Dans ce contexte il n’y a pas lieu de lui accorder de délai de paiement.
Sur les autres demandes
Sur les dépens
Selon l’article 696 du code de procédure civile la partie perdante est condamnée aux dépens, à moins que le juge, par décision motivée, n’en mette la totalité ou une fraction à la charge d’une autre partie.
En l’espèce, il convient de dire que Mme [Y] [S], succombant à l’instance, supportera la charge des dépens.
Sur les frais irrépétibles
L’article 700 du code de procédure civile dispose que le juge condamne la partie tenue aux dépens ou qui perd son procès à payer à l’autre partie la somme qu’il détermine, au titre des frais exposés et non compris dans les dépens. Dans tous les cas, le juge tient compte de l’équité ou de la situation économique de la partie condamnée.
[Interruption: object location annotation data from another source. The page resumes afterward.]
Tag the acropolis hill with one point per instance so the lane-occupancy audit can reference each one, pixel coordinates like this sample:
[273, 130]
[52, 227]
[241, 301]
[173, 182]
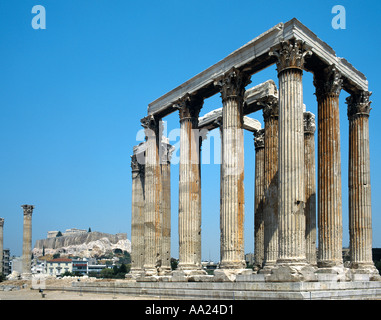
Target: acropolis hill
[83, 244]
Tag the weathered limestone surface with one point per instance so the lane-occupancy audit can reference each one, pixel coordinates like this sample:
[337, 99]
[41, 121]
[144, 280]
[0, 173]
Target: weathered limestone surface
[285, 191]
[232, 88]
[310, 185]
[259, 199]
[166, 207]
[270, 211]
[189, 186]
[1, 243]
[253, 57]
[153, 194]
[27, 240]
[137, 216]
[328, 83]
[360, 210]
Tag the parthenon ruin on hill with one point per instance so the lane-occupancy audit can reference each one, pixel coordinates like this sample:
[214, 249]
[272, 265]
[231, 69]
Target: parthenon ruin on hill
[292, 208]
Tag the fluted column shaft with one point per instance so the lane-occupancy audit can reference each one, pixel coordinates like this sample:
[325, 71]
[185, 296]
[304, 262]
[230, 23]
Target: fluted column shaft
[310, 185]
[189, 185]
[1, 244]
[166, 207]
[270, 116]
[291, 220]
[232, 88]
[360, 211]
[153, 193]
[27, 239]
[328, 86]
[259, 225]
[137, 216]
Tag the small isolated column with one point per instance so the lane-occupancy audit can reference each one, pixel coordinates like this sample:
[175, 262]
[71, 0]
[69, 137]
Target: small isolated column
[232, 87]
[27, 241]
[137, 214]
[153, 194]
[189, 187]
[291, 220]
[166, 206]
[360, 210]
[328, 85]
[310, 185]
[270, 211]
[1, 244]
[259, 225]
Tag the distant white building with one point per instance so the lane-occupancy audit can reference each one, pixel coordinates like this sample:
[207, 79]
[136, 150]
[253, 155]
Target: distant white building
[52, 234]
[59, 266]
[16, 264]
[69, 232]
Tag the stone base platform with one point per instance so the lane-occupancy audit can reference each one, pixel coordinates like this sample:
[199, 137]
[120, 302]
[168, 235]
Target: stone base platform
[242, 289]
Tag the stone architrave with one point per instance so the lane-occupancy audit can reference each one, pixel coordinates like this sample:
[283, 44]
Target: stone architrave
[310, 185]
[360, 210]
[259, 223]
[328, 83]
[232, 88]
[270, 210]
[166, 206]
[291, 220]
[137, 216]
[189, 187]
[27, 241]
[1, 243]
[153, 194]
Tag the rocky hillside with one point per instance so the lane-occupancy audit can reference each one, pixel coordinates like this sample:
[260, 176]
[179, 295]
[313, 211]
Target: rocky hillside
[84, 245]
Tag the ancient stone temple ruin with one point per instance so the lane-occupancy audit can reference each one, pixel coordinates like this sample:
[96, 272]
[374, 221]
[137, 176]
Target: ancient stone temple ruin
[298, 203]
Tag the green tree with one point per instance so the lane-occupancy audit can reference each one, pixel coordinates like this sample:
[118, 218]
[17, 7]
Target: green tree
[107, 273]
[174, 263]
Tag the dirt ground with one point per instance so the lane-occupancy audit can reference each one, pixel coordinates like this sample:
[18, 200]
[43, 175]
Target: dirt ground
[26, 293]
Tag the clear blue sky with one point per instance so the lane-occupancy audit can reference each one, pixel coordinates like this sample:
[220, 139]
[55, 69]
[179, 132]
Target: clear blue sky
[72, 96]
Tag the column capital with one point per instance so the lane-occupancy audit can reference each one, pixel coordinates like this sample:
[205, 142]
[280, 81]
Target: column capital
[28, 209]
[359, 104]
[189, 107]
[328, 81]
[259, 139]
[309, 122]
[290, 54]
[149, 122]
[232, 84]
[136, 166]
[270, 108]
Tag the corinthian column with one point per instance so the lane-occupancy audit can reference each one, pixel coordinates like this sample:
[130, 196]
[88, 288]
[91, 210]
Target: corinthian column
[270, 211]
[259, 225]
[291, 220]
[189, 187]
[27, 241]
[166, 206]
[232, 88]
[137, 216]
[310, 184]
[153, 192]
[360, 210]
[1, 244]
[328, 85]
Il peut, même d’office, pour des raisons tirées des mêmes considérations, dire qu’il n’y a pas lieu à cette condamnation.
Il convient, en tenant compte de la situation économique respective des parties, de rejeter la demande en paiement de la somme de 800,00 euros de Mme [M] [C] au titre des dispositions de l’article 700 du code de procédure civile.
PAR CES MOTIFS
Nous, juge des contentieux de la protection, statuant en premier ressort par ordonnance de référé réputée contradictoire rendue par mise à disposition au greffe,
DECLARONS recevable l’action tendant au constat de la résiliation de bail ;
CONDAMNONS Mme [Y] [S] à payer à Mme [M] [C], la somme provisionnelle de 2796,00 euros au titre des loyers et indemnités d’occupation impayés au 16 septembre 2024, avec intérêts au taux légal à compter de 16 avril 2024 sur la somme de 1861,02 euros et à compter de la date de la présente ordonnance pour le surplus ;
DISONS n’y avoir lieu à l’octroi de délais de paiement ;
CONSTATONS la résiliation du bail relatif au logement situé [Adresse 5] à [Localité 7], conclu le 11 janvier 2020, entre Mme [M] [C], d’une part et M. [Z] [H] et Mme [Y] [S], d’autre part à la date du 16 juin 2024 ;
CONSTATONS que M. [Z] [H] est déchu de tout titre d’occupation des locaux loués depuis le 2 décembre 2022 ;
ORDONNONS à Mme [Y] [S] de quitter les lieux dès la signification de la présente ordonnance ;
DISONS qu’à défaut Mme [M] [C] sera autorisée à faire procéder à son expulsion ainsi qu’à celle de tous occupants de son chef avec l’assistance de la force publique si besoin est ;
CONDAMNONS Mme [Y] [S] à payer à Mme [M] [C] une indemnité d’occupation provisionnelle égale au montant du loyer qui aurait été du en cas de maintien du bail, jusqu’à son départ effectif des lieux;
CONDAMNONS Mme [Y] [S] au paiement des dépens ;
REJETONS la demande en paiement de la somme de 800 euros de Mme [M] [C] au titre des dispositions de l’article 700 du code de procédure civile et l’en déboute.
REJETONS toutes autres demandes des parties.
Ainsi jugé par mise à disposition au greffe le 21 novembre 2024, et signé par le Juge et la Greffière susnommés.